Over the past few decades women have made incredible strides in terms of wealth accumulation. According to a 2015 report from BMO Wealth Institute, in the U.S women have overtaken men and now control 51% of all personal wealth. In South Africa, the gender wealth gap tells a different story as women don’t hold anywhere near as much as men despite the fact that locally women’s financial responsibilities are increasing.
So, are women upping their financial savviness to keep up with their growing responsibilities and wealth and, if they aren’t, why and what can be done to change this?
90% of all women will be required to make their own financial decisions at some point in their life, but most don’t feel confident enough.
René Grobler, Head of Investec Cash Investments explains, “I don’t necessarily think women feel that confident about their financial decisions but I don’t think it’s necessarily a gender issue. It has a lot to do with your financial literacy, how you were educated, and the examples that you’ve had in your life around how you manage money.”
Studies show that on average women live five years longer than men, which means, for example, if a woman starts saving at age 25, she needs to save 11% more than a man (who starts at the same time) over the period of their lifetime, due to more medical and living expenses the woman is likely to incur.
Dependent on life stage and income, women have different needs, which can range from lifestyle preferences to protection and education of family members.

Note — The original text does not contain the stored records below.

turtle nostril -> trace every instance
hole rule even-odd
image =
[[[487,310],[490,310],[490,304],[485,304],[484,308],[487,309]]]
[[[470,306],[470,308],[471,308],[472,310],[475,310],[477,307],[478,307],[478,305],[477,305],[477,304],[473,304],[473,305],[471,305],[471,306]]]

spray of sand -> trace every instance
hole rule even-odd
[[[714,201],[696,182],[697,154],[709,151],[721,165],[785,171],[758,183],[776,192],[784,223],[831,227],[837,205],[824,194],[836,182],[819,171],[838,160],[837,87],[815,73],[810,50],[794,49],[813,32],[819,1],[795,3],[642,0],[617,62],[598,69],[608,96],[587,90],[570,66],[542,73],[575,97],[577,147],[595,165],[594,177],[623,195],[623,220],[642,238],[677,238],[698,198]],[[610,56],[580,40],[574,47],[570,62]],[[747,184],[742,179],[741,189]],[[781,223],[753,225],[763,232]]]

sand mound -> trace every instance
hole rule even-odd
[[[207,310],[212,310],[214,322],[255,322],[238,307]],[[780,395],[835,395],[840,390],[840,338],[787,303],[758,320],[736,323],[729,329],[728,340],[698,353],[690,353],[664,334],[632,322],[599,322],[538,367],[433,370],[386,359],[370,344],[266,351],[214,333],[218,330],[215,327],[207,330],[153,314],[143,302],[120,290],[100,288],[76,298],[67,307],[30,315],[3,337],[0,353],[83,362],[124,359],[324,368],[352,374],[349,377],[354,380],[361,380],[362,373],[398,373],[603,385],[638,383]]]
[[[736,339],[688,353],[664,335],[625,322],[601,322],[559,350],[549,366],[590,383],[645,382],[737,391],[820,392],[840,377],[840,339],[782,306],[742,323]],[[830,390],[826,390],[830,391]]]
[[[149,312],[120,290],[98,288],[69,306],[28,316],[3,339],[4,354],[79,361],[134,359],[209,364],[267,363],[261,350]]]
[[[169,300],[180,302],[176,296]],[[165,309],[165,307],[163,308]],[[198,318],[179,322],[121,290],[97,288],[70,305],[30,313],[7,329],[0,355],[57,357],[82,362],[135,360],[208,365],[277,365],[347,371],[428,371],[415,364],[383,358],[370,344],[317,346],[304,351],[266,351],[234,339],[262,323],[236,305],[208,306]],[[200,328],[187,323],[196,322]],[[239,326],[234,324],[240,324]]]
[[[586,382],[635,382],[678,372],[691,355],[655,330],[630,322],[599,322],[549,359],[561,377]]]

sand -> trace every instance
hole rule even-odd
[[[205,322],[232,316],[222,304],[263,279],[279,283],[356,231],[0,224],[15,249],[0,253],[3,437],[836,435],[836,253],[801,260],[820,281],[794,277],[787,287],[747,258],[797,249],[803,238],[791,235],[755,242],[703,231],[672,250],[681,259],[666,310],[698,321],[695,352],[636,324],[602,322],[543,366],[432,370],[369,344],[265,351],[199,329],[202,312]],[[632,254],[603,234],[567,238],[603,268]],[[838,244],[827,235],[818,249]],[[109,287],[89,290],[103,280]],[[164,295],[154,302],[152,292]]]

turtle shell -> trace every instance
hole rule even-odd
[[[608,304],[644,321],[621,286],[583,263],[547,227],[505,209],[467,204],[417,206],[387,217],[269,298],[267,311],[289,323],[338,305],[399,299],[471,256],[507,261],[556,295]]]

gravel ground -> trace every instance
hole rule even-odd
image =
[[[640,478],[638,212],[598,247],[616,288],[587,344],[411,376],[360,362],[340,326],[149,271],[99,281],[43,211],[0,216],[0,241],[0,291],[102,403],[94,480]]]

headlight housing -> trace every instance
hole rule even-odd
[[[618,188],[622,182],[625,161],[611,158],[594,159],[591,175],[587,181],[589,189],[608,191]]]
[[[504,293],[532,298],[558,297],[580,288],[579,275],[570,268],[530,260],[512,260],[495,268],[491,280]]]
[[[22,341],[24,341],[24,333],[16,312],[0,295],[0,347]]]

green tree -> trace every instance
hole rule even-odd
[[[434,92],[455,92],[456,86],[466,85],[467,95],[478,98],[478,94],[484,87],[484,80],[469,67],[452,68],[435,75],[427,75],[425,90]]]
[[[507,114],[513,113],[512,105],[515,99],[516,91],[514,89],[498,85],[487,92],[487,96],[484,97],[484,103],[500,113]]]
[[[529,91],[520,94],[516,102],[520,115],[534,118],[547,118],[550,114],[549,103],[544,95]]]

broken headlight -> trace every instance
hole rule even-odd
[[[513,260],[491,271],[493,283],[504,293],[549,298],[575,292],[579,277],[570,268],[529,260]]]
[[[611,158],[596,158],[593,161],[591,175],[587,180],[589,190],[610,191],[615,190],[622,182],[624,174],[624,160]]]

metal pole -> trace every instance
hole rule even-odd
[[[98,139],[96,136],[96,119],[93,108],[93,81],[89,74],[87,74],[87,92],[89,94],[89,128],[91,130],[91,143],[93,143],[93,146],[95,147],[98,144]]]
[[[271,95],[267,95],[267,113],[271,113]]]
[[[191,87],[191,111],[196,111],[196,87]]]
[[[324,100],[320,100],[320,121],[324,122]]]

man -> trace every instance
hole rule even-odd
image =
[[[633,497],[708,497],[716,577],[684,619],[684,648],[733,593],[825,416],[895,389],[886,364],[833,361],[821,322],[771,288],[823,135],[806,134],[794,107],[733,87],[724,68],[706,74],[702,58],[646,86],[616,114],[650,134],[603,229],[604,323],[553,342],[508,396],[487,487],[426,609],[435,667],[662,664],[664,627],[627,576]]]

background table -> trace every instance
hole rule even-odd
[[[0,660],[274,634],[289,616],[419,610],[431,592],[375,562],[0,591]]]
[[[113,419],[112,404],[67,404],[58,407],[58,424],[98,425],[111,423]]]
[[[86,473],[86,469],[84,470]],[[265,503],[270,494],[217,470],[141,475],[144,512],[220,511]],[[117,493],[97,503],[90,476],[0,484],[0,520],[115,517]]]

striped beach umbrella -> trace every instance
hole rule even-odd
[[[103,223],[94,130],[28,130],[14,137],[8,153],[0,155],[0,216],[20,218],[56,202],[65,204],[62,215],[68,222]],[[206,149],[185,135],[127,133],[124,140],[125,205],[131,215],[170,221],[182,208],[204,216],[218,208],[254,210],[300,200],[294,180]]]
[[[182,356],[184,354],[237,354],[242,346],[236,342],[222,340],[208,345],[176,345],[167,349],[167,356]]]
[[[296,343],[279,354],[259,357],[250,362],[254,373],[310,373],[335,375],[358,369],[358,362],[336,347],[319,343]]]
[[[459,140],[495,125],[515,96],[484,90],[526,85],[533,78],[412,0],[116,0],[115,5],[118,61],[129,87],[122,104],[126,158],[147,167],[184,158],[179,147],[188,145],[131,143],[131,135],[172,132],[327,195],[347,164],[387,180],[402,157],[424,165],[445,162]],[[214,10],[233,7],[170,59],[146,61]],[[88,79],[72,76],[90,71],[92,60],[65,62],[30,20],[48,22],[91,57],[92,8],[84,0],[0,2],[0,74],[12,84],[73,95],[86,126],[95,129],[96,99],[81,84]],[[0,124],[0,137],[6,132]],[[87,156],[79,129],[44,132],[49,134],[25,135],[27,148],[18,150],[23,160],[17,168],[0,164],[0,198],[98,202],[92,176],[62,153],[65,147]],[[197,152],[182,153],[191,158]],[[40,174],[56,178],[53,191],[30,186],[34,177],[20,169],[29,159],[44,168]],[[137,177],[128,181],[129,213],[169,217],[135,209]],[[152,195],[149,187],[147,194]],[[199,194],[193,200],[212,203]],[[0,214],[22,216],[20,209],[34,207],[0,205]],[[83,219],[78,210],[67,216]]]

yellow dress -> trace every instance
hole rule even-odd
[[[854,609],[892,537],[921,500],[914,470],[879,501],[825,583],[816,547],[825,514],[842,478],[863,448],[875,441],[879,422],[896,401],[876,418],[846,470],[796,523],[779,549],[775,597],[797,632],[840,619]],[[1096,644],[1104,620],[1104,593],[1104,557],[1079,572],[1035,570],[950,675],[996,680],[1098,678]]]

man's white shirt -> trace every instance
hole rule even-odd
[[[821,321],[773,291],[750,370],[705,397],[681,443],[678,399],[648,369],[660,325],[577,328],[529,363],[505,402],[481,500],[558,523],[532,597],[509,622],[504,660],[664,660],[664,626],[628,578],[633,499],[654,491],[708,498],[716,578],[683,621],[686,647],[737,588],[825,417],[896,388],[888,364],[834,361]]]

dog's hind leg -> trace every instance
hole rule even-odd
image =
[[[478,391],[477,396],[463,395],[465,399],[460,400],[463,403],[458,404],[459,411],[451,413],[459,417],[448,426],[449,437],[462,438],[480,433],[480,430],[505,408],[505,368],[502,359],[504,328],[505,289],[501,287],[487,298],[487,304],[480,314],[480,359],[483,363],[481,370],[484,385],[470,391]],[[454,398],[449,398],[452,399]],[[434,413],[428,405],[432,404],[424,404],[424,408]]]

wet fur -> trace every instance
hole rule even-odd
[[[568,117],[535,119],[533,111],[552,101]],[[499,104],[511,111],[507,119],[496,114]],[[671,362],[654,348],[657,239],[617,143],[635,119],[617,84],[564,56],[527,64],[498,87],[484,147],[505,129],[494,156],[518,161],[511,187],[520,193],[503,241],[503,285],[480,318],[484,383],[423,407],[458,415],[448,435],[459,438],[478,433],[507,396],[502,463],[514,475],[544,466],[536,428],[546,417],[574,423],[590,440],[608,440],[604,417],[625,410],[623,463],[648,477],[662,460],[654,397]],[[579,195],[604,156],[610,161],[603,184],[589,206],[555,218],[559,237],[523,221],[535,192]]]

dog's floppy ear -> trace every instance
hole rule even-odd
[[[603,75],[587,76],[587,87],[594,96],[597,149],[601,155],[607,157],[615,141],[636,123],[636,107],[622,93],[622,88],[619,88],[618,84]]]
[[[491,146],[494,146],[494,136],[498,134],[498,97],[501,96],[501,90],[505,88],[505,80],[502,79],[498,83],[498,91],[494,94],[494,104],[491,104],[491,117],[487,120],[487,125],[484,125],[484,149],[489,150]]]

“Women are often thinking far more about immediate needs – they’re thinking for the ‘now’ in terms of how they’re taking care of the family. This focus on immediate financial needs serves women well in many respects, but ultimately there remains an importance for financial sustainability in the future and into retirement, not just for the family, but for the woman, or wife or mother, herself”, adds Grobler.
According to the VISA Money Matters Survey (2012), 35% of South African women say they look to their spouse or partner for financial advice.
“I remember hearing a phrase, ‘A man is not a financial plan,’ and it has never left me. For those that are married, I think this is as much a critical consideration as when you are single. It is risky to completely rely on someone else for your financial security, rather maintain your financial independence and take responsibility for your financial future,” says Grobler.
The unexpected is the factor that can dismantle security and independence, such as the 3Ds – divorce, death and disability. This reality for many women can be financially crippling unless adequately prepared for.
Many women put off thinking about their finances because they don’t feel they have the time or because they consider the issue too complex or daunting. “The problem with procrastination is that no decision is actually an action and unfortunately does come back to haunt you later in life.”
Grobler urges women to consider the following financial matters to ensure certain safeguards are in place that can help to prepare for unforeseen events:
· A will: Often a time issue, a will, and the reality of death is something we prefer to ignore for the time being.
· Medical Aid: Don’t overlook checking which plan you’re on, and all dependents need to be considered, including your parents, because unforeseen healthcare and hospital bills can be extremely costly.
· Life cover: One must calculate the needs of the family to remain financially secure in the event that you die. Death is never an easy thing to contemplate but not making provision in the form of life cover could leave your family with even more than grief to deal with. Don’t risk leaving a legacy of debt for your loved ones.
· Disability cover: 50% of the workforce in South Africa are female, and 2 out of 5 are earning as much as their partners. Add to this the reality that many women can’t afford to stay at home because they’re also breadwinners in the family and the need for disability cover is clear. In the event of being incapacitated for a period of time for any unforeseen event, is there sufficient monthly income to pay the necessary bills?
· Savings: Do you have a soft cushion to fall back on for a rainy day or a dream that you wish to fulfil for yourself or a family member?
· Retirement: Have you calculated the monthly income that you might need together with a financial adviser, and started to put the steps in place to meet that target? Remember you are never too young to begin this process.
Grobler questions whether we are “teaching our children about the value of money and savings?” The young girls of today will be the women of the future, and the importance of financial literacy, and changing the historical norm cannot be underestimated.
In Visa's International Barometer of Women's Financial Literacy conducted in 2013, overall, South African women ranked 23rd out of 27 countries in terms of financial literacy, while in terms of talking to their children about money matters, they ranked second last at 26. Teaching children about the importance of setting and sticking to a household budget can play a critical and early role in forming good financial habits.
“Women have never been this empowered, they’ve never taken up these many roles and for some, had as much income. The ‘gender agenda’ is firmly in sight and the world can no longer ignore the requirements and demands and importantly, the place of women in the world. With this newfound privilege and power, comes greater financial responsibility. Educate yourself, take your destiny into your own hands – seek out the assistance of a financial planner and act today,” Grobler concludes.